The inflorescence is a panicle of many greenish yellow, bell shaped male and female flowers. They bloom during the spring, summer, and winter. The flowers grow in clusters from the bases of the leaf stems . The wood is hard and light brown with gray-to-white bark. Yellow-brown fuzz coats the younger branches. Balladyna velutina is a common fungus which grows on Sapindus oahunesis. This fungus appears as a powdery white mildew.

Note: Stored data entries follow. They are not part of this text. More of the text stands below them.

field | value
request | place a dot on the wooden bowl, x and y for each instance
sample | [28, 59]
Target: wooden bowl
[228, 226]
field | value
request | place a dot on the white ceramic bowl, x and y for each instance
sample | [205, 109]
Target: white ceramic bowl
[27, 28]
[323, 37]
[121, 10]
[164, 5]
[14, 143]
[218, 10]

== Distribution and habitat ==
It can be found in dry and moist forest habitat at elevations of 200-2000 ft. It is possible that the Sapindus oahunesis arrived in Hawaiʻi by floating in the water because the fruit have trapped air pockets which allow them to float . Sapindus oahunesis tend to inhabit semi-deciduous forests that are dry.

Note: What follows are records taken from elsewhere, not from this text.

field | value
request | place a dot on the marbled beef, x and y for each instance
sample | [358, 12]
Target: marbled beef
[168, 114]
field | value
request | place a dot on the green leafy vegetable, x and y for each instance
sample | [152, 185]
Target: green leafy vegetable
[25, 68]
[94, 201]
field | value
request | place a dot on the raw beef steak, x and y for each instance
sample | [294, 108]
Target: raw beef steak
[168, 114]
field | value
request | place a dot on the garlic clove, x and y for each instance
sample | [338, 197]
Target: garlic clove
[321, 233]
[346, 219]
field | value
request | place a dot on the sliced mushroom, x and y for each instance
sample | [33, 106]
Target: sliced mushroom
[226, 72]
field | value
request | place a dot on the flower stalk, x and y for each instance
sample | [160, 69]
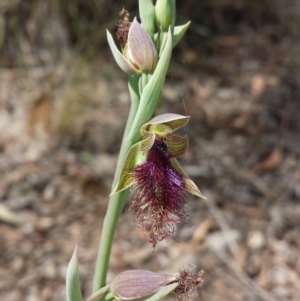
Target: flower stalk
[147, 158]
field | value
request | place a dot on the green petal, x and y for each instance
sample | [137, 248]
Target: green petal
[179, 31]
[123, 63]
[190, 185]
[147, 142]
[174, 121]
[134, 157]
[72, 280]
[177, 145]
[163, 292]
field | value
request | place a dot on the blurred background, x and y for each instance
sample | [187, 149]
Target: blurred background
[63, 106]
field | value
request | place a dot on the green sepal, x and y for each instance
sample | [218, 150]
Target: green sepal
[163, 292]
[147, 15]
[100, 293]
[190, 186]
[152, 92]
[165, 14]
[177, 145]
[134, 157]
[72, 280]
[162, 126]
[179, 31]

== Cultural significance ==
Early Hawaiians used the hard blackish seeds for medicinal purposes and to string permanent lei. The hardwood was used to make spears. Today this tree is used for its fragrance, to provide privacy/shade, woodwork, or as a windbreak. It may also be used to wash hair or clothes by cutting up the fruits and mixing them with water.
It is tolerant to drought and windy conditions. Sapindus oahunesis are also important in providing habitat for native bird species, such as the ʻelepaio .

== Conservation ==
In 1998, Sapindus oahunesis was assessed for the IUCN Red List of Threatened Species and was listed as Vulnerable under criteria A1ce. As of November 2024, it is considered imperiled/vulnerable .

== Disease and pests ==
The most common pests of the Sapindis oahunesis is the black twigboreers and false powderpost beetles which bore into the wood. It is best to remove any dead branches to minimize their impact. Sometimes, the smaller leaves are chewed by Chinese rose beetles. It is recommended to hand pick the beetles off the plant every few weeks during the night time or trying rose beetle traps . Occasionally, whiteflies will infest the underside of the leaves, which may be treated with an at home insecticidal soap.